Budgets abound in AlabamaPublished 3:01pm Wednesday, September 28, 2011
Alabama’s new fiscal year begins Oct. 1. Unlike most states we have two operating budgets. We, of course, have a general fund budget, but we also have a special education trust fund budget. Many of you may be surprised to know that currently over two thirds of all state tax dollars go into this education budget. As late as 30 years ago the two budgets were approximately 50/50 in their receipts.
The dollars that education receives have crept up over the last three decades because the fund’s primary sources of income are from the state’s sales and income tax collections. These two rich veins of revenue have increased incrementally over the years as people’s incomes have risen. It has a doubling effect when they spend this increased income and sales tax is collected on their purchases.

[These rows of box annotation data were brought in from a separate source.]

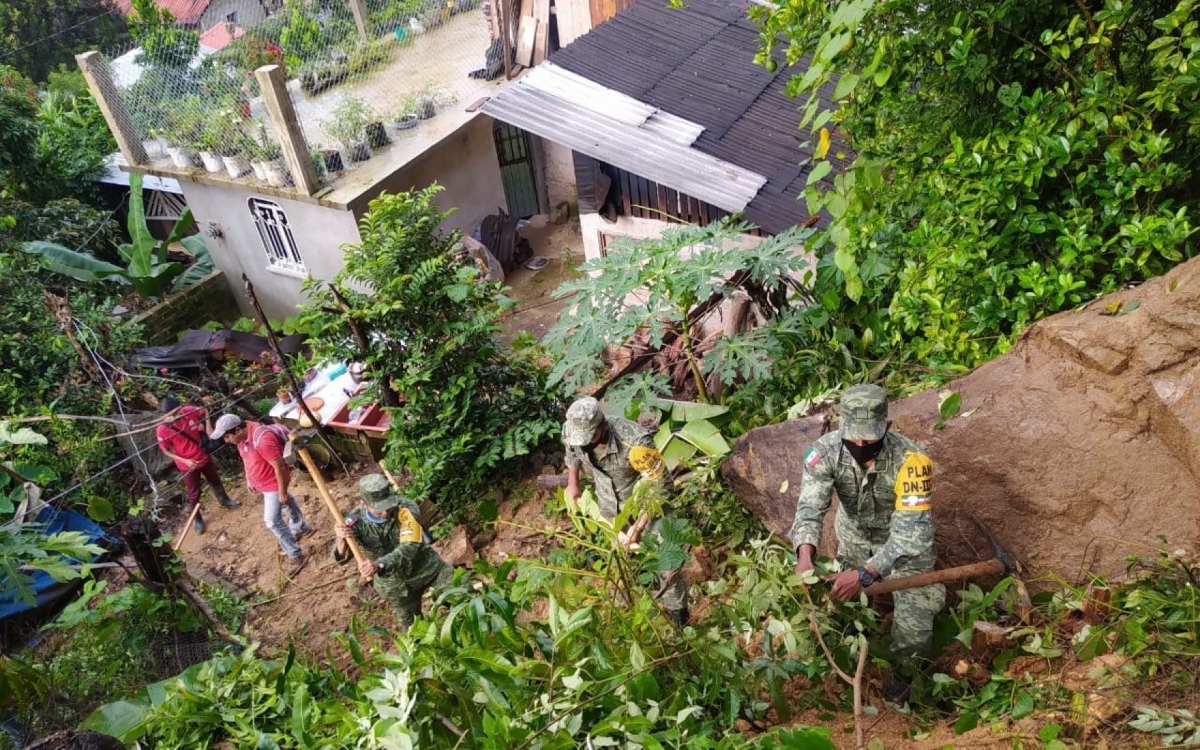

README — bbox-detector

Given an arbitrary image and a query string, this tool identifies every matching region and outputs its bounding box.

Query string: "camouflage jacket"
[788,431,934,576]
[334,498,445,589]
[566,416,674,520]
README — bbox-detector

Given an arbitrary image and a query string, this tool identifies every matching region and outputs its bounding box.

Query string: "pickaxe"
[866,514,1018,596]
[288,430,367,578]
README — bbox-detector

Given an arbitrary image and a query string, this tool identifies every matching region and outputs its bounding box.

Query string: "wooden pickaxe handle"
[295,445,367,571]
[866,557,1009,596]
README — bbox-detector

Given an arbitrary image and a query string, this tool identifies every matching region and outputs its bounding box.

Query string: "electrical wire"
[0,8,120,60]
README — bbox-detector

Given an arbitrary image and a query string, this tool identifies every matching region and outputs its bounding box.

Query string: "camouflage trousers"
[374,563,454,630]
[834,512,946,660]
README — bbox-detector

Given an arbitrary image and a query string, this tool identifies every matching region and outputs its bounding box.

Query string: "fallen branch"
[809,598,866,750]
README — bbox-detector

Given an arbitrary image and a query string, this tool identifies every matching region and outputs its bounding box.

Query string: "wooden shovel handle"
[296,445,367,563]
[866,557,1004,596]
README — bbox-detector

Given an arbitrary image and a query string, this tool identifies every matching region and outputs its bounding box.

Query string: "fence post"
[254,65,320,196]
[76,49,150,166]
[347,0,368,42]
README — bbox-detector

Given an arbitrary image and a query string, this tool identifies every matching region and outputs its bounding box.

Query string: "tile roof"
[113,0,212,26]
[550,0,848,232]
[200,22,246,52]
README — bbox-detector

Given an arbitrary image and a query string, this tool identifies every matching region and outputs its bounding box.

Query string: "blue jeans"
[263,492,308,557]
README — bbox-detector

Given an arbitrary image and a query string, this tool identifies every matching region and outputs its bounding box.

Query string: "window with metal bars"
[248,198,308,276]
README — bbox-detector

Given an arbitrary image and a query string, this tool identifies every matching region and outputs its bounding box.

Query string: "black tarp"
[133,329,305,370]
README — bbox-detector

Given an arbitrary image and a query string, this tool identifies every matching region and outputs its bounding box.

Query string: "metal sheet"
[481,82,767,211]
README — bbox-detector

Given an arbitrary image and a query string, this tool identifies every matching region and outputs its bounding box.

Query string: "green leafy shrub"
[752,0,1200,371]
[301,186,559,509]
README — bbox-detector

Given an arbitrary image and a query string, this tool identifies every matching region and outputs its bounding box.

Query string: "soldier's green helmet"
[841,385,888,440]
[563,396,604,446]
[359,474,400,511]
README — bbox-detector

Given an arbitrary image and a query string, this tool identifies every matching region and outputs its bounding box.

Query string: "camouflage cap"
[563,396,604,446]
[841,385,888,440]
[359,474,400,510]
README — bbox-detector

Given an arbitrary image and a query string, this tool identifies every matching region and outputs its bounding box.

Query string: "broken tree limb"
[241,274,347,473]
[295,445,367,578]
[170,503,200,552]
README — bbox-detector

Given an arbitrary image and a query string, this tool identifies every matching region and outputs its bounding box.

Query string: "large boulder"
[724,253,1200,581]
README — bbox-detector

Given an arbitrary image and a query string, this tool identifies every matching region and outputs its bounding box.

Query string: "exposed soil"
[504,216,583,340]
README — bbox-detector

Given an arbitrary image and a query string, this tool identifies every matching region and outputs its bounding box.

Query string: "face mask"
[841,439,883,467]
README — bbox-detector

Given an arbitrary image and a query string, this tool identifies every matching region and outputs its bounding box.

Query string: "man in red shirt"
[155,396,241,534]
[209,414,312,576]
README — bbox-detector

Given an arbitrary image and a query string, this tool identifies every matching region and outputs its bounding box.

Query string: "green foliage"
[14,580,203,733]
[0,0,128,82]
[301,186,559,509]
[752,0,1200,370]
[546,218,810,403]
[130,0,200,68]
[23,174,212,299]
[84,521,854,750]
[0,520,103,605]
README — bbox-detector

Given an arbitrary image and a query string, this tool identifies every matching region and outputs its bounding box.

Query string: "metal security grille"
[492,121,538,218]
[248,198,308,276]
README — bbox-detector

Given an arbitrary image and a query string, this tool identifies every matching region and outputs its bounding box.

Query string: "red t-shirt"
[155,404,209,472]
[238,422,292,492]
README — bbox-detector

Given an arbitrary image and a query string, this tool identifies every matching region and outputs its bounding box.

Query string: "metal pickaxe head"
[970,512,1020,576]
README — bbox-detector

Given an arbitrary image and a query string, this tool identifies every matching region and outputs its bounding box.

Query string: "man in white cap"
[563,396,689,628]
[209,414,312,576]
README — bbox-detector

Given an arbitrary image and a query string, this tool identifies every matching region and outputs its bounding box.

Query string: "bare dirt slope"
[724,254,1200,581]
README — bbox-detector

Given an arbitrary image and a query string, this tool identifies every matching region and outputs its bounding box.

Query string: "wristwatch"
[858,568,878,588]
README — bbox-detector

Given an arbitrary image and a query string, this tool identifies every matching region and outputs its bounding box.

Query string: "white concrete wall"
[542,139,580,209]
[350,116,508,235]
[180,180,359,325]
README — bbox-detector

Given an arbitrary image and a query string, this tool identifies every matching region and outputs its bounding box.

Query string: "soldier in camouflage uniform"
[788,385,946,691]
[563,396,689,628]
[334,474,454,630]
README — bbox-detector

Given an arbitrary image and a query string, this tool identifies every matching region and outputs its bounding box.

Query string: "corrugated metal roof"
[540,0,850,232]
[482,62,767,211]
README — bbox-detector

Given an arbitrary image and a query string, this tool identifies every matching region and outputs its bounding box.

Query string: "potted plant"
[320,95,377,162]
[196,118,226,173]
[395,94,420,131]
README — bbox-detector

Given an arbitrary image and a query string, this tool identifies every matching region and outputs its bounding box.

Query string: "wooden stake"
[170,503,200,552]
[295,445,367,578]
[241,274,347,473]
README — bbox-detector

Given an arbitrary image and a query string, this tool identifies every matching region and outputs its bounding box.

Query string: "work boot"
[283,552,308,578]
[883,674,912,706]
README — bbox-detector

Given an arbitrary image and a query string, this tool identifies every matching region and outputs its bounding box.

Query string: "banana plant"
[22,174,212,299]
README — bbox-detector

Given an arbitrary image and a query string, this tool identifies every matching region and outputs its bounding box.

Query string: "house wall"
[542,139,580,209]
[350,116,508,235]
[199,0,266,31]
[174,181,359,323]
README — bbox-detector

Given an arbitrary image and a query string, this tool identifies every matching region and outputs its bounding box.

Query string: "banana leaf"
[676,419,730,457]
[170,234,212,294]
[20,240,128,283]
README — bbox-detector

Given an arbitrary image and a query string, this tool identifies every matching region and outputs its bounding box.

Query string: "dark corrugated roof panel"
[551,0,847,232]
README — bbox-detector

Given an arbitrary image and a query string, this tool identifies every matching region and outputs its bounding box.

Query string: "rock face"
[433,526,475,568]
[724,254,1200,581]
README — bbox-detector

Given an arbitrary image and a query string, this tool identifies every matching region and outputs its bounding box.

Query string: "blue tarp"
[0,505,116,620]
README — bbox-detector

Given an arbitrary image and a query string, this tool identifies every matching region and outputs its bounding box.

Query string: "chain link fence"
[94,0,502,187]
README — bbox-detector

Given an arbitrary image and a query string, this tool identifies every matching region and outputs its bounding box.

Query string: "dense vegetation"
[302,186,559,512]
[752,0,1200,390]
[0,0,1200,750]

These earmarked taxes were good for education in the 1980’s and 1990’s. However, we have been in a deep severe recession for close to five years. What goes up usually has to come down, and when it rains it pours. Well the chickens have come home to roost with the downturn in the economy. This Great Recession has had a devastating effect on Alabama’s state budgets.
The budgets that go into effect in three days are austere to say the least. The budget cuts are dramatic and some say draconian. Most state agencies have been cut by at least 20 percent and some closer to 30 percent.
While the 2012 budget year is bleak, 2013 could be even worse. It is not a good time to be a state legislator, especially if you are on the Budget Committee. Being governor is no picnic either. When Dr. Bentley took office in January he inherited a ship of state that was analogous to walking onto the deck of the Titanic.
At some point state workers and teachers are going to say enough is enough. Eventually something has to give. A good many states will entertain raising new revenue. However, in Republican politics tax is a four letter word and our state legislature and executive branch are overwhelmingly Republican. This group of GOP legislators is extremely conservative. They do not strike me as a group that will be calling for any “revenue enhancement” measures like George Wallace did in the 1980’s.
During Robert Bentley’s successful campaign for governor he suggested that the way to help the state through its funding crisis was to collect taxes on internet purchases made by people in the state. This is not a novel approach. Most states are pursuing the collection of internet sales tax.
It is estimated that states lose approximately $23 billion a year in uncollected sales taxes on internet purchases. Alabama needs to diligently pursue this avenue of lost revenue.